The members of the Holston Annual Conference are about to converge on Lake Junaluska Assembly.
Karoline and the kids will spend this week enjoying the ease of lake life. I’ll be in and out of Stuart Auditorium in worship and business gatherings from Sunday evening to Wednesday morning. I’m thankful that the Assembly, within the past decade, joined the rest of the twentieth century to install air conditioning in Stuart Auditorium, because it makes those long sessions considerably more bearable.
But that comfort has come at a cost that is more than financial.
Some of you will remember a day when Summer evenings were a time to escape the heat of your home into the shade of a front porch. Some of you will remember neighbors finding each other in that relatively public space, making community, developing relationships.
Before the arrival of central air at Stuart Auditorium, that same phenomenon happened in the space surrounding that old building. Families would gather in the shade of the trees around Stuart, let children run and play together, and enjoy the fellowship of an annual reunion. Members of the Annual Conference could escape outside for a respite from the heat of the Auditorium, but the business of the Conference still went on and could be heard by everyone out on the lawn. If a vote were called for, members could simply slip back inside when the time was appropriate.
I’m aware that I’m waxing a bit nostalgic for an experience I only enjoyed for two years of my personal history with the Annual Conference; and I’m aware that this might sound like I’m bemoaning the loss of community like so many churchy people long for days of yore. I don’t want to stay there, though.
I want to recognize what is lost from front-porch community, certainly, but only for the sake of seeking a way to find that community in the new environment we inhabit.
Front-porch communities afford us a number of opportunities:
fresh air
knowing our neighbors
supporting each other
conversation
building and maintaining the community
You could probably name more. I’m particularly interested in the way these opportunities influence each other, and discovering how to reclaim them now.

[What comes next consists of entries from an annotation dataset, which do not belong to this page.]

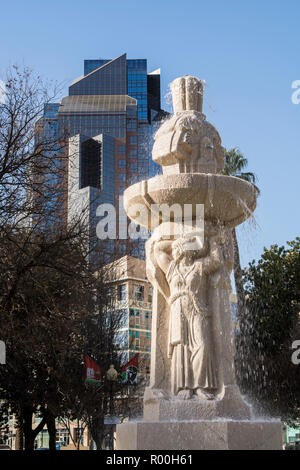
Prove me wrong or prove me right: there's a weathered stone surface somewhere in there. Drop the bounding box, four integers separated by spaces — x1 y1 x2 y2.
144 386 251 421
116 420 282 450
117 76 281 450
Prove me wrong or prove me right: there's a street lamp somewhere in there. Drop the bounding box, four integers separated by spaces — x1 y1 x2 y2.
106 364 118 450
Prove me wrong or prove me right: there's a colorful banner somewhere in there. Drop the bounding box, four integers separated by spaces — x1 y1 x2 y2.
122 354 139 385
85 354 103 385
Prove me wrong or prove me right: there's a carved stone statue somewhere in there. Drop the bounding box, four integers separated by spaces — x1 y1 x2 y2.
117 76 281 449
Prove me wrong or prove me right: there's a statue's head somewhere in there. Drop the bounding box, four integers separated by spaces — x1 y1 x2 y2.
172 238 186 261
152 76 224 173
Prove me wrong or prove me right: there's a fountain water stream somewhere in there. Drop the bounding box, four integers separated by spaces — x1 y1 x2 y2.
117 76 281 449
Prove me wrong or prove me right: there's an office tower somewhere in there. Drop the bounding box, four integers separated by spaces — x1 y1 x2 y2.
38 54 167 257
105 255 153 375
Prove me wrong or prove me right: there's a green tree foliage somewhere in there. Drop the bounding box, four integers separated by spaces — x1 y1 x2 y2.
236 237 300 423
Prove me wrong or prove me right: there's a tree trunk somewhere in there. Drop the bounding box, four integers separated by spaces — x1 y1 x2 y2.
232 228 246 321
15 413 24 450
22 408 46 451
90 417 104 450
46 414 56 450
23 409 34 451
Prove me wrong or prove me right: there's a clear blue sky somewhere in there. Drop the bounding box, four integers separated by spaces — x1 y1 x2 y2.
0 0 300 265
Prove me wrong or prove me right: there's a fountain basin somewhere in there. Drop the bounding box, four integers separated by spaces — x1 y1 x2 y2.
124 173 257 230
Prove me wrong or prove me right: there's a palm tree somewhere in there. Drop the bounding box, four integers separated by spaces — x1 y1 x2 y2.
223 147 259 319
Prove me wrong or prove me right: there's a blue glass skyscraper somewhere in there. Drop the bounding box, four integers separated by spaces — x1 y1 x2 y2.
38 54 167 257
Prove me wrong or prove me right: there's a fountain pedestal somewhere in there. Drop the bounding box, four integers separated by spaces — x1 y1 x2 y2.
116 77 282 450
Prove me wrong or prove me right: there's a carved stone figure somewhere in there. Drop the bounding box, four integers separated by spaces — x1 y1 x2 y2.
117 76 281 450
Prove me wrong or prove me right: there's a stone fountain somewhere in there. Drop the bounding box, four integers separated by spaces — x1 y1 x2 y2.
117 76 282 450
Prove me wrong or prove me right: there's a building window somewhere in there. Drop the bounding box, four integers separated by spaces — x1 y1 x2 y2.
118 158 126 168
133 284 144 301
129 135 137 145
118 284 126 300
127 119 137 131
129 160 137 171
118 173 126 183
129 149 137 158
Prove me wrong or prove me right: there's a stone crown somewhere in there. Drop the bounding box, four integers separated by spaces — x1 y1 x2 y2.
170 75 203 113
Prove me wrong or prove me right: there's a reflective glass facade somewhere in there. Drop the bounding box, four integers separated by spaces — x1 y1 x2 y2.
40 54 166 257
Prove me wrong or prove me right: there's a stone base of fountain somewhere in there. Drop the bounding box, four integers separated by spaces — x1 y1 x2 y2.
116 419 282 450
116 385 282 450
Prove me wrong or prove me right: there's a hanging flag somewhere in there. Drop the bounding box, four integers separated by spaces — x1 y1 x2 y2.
122 354 139 385
85 354 103 385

As we sit in Stuart Auditorium, we interact a little with the people immediately around us, maybe. We who form caucuses continually message each other on the internet, reaching across the auditorium and often back into our larger communities. That puts us in conversation only with the people we choose to surround ourselves with, though.
I’m not sure the solution to reclaiming community is digital. I think there are digital tools to use, but we cannot let them define our communities entirely.
Maybe the answers are all around us, though. I’m part of a group that gathers on Tuesday and Thursday evenings, and the only thing we have in common is that we run. Of course, that means we all can afford the gear and the time required to run, which excludes a pretty large demographic group. But our careers and backgrounds are diverse, so there is an opportunity to broaden community there.
What else might be opportunities that are already in place? The Farmer’s Market? Parent-teacher organizations? Ballfields and birthday parties?
Y’all are going to have to help me with this. Reclaiming our ability to have meaningful, peaceful conversations with each other; rebuilding our support systems in our larger communities; bringing people away from their social media and television screens is going to be essential to bringing peace back to our world. If we can’t find the opportunities to make that happen, to rediscover what is lost from our front-porch communities, then our divisiveness and fracturing is only going to worsen.
I need you to help me look around and find the places where that can happen. I need you to help me dream of new opportunities to build community. I need your help starting here, in our community, to find ways to rebuild our ability to be human together again.
So keep your eyes open. Keep your doors open. Keep your hearts and minds open, and I bet the Spirit will do a miraculous, transformative thing through us very soon.